Se apresuró a salir de la habitación, repiqueteando en la piedra del suelo con las uñas, arrastrando la camisa de dormir. Pasados unos momentos estaba de regreso, llevando en los brazos un libro de las historias reales de Landover. Éste era muy viejo y sus tapas estaban desgastadas.
—Aquí lo tenéis —anunció. Lo colocó junto a los libros de magia, pasó unas cuantas páginas con rapidez y se detuvo—. Aquí está. —Se dispuso a leer—. Ocurrió hace cientos de años, poco después de la creación del valle. Las hadas enviaron a un numeroso grupo de unicornios procedentes de las nieblas. Los enviaron por una razón determinada. Al parecer, estaban preocupadas por la creciente incredulidad en la magia de muchos de los mundos circundantes, mundos como el vuestro, gran señor… —El amanuense le dirigió una mirada de desaprobación—. Deseaban darles alguna señal de que la magia existía realmente. —Hizo una pausa, frunciendo el entrecejo como si le costara trabajo descifrar la antigua escritura—. Creo que dice eso. Es difícil leerlo con claridad porque la escritura es muy antigua.
—Quizás sean tus ojos los antiguos —sugirió Questor, sin mucha amabilidad, y extendió la mano hacia el libro.
Abernathy lo apartó con irritación.
—¡Mis ojos son el doble de agudos que los tuyos, mago! —le lanzó. Se aclaró la garganta y continuó—. Parece ser, gran señor, que las hadas enviaron a los unicornios a los mundos incrédulos como prueba de que la magia era real. Cada unicornio debía trasladarse a uno de esos mundos que están más allá de Landover a través de los túneles del tiempo. —Se detuvo de nuevo, leyó un poco más, y cerró el libro de golpe—. Pero eso no llegó a realizarse.
Ben frunció el entrecejo.
—¿Por qué no?
—Porque todos los unicornios desaparecieron, gran señor, y nadie los volvió a ver.
—¿Desaparecieron?
—Recuerdo esa historia —declaró Questor—. Con franqueza, siempre me ha parecido bastante extraña.

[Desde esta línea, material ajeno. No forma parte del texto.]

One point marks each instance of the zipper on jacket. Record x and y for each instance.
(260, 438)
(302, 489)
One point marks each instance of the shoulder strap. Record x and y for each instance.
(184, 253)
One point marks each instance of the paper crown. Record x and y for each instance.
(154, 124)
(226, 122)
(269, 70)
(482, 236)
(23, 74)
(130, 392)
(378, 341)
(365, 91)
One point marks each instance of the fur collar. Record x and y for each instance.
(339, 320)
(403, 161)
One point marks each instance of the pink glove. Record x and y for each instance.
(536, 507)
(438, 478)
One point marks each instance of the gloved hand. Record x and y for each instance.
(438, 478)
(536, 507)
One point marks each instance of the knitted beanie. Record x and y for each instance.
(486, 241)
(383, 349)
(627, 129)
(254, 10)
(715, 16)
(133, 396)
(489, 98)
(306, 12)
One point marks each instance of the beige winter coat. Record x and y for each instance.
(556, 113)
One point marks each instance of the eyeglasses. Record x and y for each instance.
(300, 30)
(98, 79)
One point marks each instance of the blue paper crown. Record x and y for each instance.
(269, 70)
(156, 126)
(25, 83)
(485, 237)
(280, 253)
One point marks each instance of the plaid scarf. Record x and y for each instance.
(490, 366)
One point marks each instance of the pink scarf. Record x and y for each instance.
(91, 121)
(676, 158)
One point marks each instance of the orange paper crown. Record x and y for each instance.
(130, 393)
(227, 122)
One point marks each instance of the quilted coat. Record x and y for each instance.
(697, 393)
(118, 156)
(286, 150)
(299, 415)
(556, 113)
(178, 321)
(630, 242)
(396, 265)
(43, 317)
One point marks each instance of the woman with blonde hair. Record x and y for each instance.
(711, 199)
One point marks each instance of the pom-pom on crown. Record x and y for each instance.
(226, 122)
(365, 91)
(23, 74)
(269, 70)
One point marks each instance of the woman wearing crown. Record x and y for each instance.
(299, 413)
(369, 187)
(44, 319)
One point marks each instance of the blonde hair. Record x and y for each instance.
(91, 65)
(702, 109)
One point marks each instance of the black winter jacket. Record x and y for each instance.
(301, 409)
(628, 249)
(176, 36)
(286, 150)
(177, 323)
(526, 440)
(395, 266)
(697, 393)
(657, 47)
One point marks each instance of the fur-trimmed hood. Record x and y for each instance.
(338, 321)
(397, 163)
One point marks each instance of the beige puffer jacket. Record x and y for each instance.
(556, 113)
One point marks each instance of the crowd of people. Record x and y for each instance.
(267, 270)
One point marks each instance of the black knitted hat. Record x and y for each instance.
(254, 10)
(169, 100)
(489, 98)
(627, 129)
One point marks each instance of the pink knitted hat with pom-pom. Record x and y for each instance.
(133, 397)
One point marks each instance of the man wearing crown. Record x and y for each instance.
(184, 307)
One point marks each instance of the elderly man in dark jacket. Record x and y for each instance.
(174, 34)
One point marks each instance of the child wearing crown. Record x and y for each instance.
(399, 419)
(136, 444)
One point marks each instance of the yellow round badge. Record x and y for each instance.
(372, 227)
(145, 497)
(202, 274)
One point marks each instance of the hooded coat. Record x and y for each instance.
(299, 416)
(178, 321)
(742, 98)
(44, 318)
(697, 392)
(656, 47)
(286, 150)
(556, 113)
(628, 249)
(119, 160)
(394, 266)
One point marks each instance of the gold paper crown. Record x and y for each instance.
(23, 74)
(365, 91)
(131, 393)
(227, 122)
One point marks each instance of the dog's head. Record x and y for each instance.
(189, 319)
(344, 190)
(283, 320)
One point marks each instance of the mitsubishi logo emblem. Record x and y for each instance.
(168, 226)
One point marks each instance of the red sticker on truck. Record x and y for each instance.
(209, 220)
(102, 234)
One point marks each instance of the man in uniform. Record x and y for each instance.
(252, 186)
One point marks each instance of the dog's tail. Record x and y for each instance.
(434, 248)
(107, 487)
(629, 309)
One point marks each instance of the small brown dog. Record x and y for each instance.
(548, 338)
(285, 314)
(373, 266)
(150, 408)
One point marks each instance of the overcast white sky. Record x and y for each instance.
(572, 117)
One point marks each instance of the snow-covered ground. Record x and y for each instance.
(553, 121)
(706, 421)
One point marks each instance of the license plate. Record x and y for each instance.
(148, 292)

La expresión ceñuda de Ben se acentuó.
—Así que las hadas enviaron un montón de unicornios a Landover y todos desaparecieron. Ése fue su final, quedando sólo el unicornio negro, que puede o no ser real, y se aparece de vez en cuando, saliendo de Dios sabe dónde. Pero ahora tenemos los libros de magia desaparecidos que no contienen nada sobre magia y sí una gran cantidad de dibujos de unicornios y páginas en blanco medio quemadas.

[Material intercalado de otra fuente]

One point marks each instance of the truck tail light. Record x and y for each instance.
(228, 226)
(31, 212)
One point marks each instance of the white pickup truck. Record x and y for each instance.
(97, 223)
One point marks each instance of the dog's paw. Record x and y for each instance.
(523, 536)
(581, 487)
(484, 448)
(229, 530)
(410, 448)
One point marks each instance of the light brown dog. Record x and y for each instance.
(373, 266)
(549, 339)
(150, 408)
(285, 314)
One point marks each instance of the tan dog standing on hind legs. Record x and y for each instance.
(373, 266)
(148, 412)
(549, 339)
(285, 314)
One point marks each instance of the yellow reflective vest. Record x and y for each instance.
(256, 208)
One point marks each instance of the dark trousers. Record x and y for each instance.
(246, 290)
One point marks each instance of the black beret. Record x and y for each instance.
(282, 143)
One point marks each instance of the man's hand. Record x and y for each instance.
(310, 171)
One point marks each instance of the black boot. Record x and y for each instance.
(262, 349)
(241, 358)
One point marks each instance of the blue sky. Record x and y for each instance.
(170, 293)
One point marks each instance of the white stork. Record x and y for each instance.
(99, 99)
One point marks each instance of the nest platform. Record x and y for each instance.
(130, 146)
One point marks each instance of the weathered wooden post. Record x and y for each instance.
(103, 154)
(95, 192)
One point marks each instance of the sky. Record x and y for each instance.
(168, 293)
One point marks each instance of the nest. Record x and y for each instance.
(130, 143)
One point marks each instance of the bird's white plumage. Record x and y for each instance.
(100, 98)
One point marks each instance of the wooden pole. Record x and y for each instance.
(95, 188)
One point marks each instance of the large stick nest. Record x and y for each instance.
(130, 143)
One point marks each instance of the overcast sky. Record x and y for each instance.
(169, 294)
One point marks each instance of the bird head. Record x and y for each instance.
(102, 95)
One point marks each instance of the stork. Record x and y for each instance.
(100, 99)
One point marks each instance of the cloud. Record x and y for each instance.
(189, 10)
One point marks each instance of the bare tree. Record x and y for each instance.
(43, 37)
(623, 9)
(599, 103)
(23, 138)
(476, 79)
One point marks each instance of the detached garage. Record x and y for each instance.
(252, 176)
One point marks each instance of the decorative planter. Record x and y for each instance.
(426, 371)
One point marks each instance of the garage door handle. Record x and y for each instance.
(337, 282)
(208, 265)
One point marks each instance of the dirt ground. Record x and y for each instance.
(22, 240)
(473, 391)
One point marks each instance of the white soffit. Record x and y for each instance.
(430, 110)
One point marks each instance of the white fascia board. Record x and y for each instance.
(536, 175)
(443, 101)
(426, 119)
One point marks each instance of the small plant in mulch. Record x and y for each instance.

—Recordad que una cerradura está rota y la otra intacta —añadió Questor.
—Nada que haga referencia a Meeks —musitó Ben.
—Nada que haga referencia a la forma de reconvertir perros en hombres —refunfuñó Abernathy.
Se quedaron en silencio, mirándose entre sí. Los libros seguían abiertos sobre la mesa ante ellos: dos de magia que no parecían muy mágicos, y uno de historia que no decía nada históricamente útil. La inquietud de Ben creció. Cuanto más seguía los tramos de aquellos sueños, más confusión creaban. Su sueño se probó falso. El de Questor no fue del todo verdadero. La fuente de sus sueños era diferente…
En apariencia.
Pero quizás sí en realidad. En aquel momento no se sentía seguro de nada. Se estaba haciendo tarde. El viaje de vuelta había sido largo. Estaba cansado, y el cansancio nublaba sus pensamientos. A tan altas horas de la noche le faltaba energía para sobreponerse y razonar. Habría tiempo al día siguiente. Por la mañana, buscarían a Sauce. Cuando la encontraran, abordarían el asunto de los sueños hasta comprender exactamente qué ocurría.
—Guarda los libros, Questor. Nos vamos ya a la cama —dijo.
Todos murmuraron que estaban de acuerdo. Juanete se dirigió a la cocina para lavarse y comer. Abernathy lo acompañó, llevándose el antiguo libro de historia. Questor cogió los libros de magia sin decir nada.
Ben los observó marchar, quedándose solo en las sombras y a media luz. Intentó meditar un poco más sobre el enigma y casi lamentó no haberles pedido que se quedaran.
Pero era absurdo. Aquello podía esperar.
Se retiró a dormir casi contra su voluntad.